An die zweihundert Gegner des Projekts fanden sich am Tag der Entscheidung vor dem Rathaus ein, die taz widmete ihm eine komplette Seite – doch der Protest blieb erfolglos. Die Habel’sche Trinkhalle und die Kastanien aus dem 19. Jahrhundert stehen heute nicht mehr. Als wenige Tage nach der Niederlage das Gerücht von einem weiteren Umbau des Viertels immer lauter wurde, nutzten die alten Kreuzberger den frischen Wind in ihren Segeln, um Kurs auf ein neues Ziel zu nehmen: die Rettung der Markthalle am Marheinekeplatz.
Die schien dringend notwendig, denn während am Anfang nur von einer Sanierung die Rede gewesen war, sprach man inzwischen vom Bau einer Tiefgarage und der kompletten Entkernung der Halle mit ihren beliebten Käse- und Wurst-, Wein- und Gemüse, Tabak- und Trockenfruchthändlern. Die Angst vor den anrückenden Truppen feindlicher Großmärkte wuchs, und es dauerte nicht lange, da fantasierte man bereits – verstärkt durch das beharrliche Schweigen des Markthallenbetreibers – von einer „Gokartbahn und einem Spaßbad“.

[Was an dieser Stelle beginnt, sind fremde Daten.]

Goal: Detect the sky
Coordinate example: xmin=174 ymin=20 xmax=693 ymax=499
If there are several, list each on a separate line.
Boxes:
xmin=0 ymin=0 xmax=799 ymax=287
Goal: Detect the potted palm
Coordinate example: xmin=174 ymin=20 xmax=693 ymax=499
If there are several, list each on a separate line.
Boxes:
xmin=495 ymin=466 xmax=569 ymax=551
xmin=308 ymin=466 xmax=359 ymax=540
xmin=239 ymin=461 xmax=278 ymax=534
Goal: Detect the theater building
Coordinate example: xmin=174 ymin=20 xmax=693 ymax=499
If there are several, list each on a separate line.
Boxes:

„Nichts davon sei wahr“, sprach Andreas Foidl von der Berliner Großmarkt GmbH, als er sich am 25. April vor 800 Kreuzberger Bürgern in der Passionskirche wiederfand. Er hatte mit einem überschaubaren Haufen Kreuzberger Altachtundsechziger gerechnet und musste zugeben, dass er offensichtlich „die Betroffenheit der Bürger unterschätzt habe!“
„Die Veranstaltung in der Passionskirche war der Durchbruch!“, sagt Klaus Brünger, Abgeordneter der Hallenhändler. Schon in der Kirche hatte Foidl sich bereit erklärt, die Händler in die weitere Planung mit einzubeziehen. Tatsächlich traf er sich mehrmals mit Händlern und Mieterrat und erörterte die geplanten Sanierungsmaßnahmen: eine neue Beleuchtung und Belüftung, einen neuer Bodenbelag sowie die komplette Sanierung der Keller- und Lagerräumlichkeiten.
Über das Gesamtkonzept jedoch, das aufgrund von Umfragen unter der Bevölkerung sowie unter den Händlern angefertigt werden und dem angeblich antiquierten Geist der Halle Rechnung tragen sollte, herrschte weiterhin Stillschweigen. Erst am 7. Juli wolle man erste Pläne auf den Tisch legen.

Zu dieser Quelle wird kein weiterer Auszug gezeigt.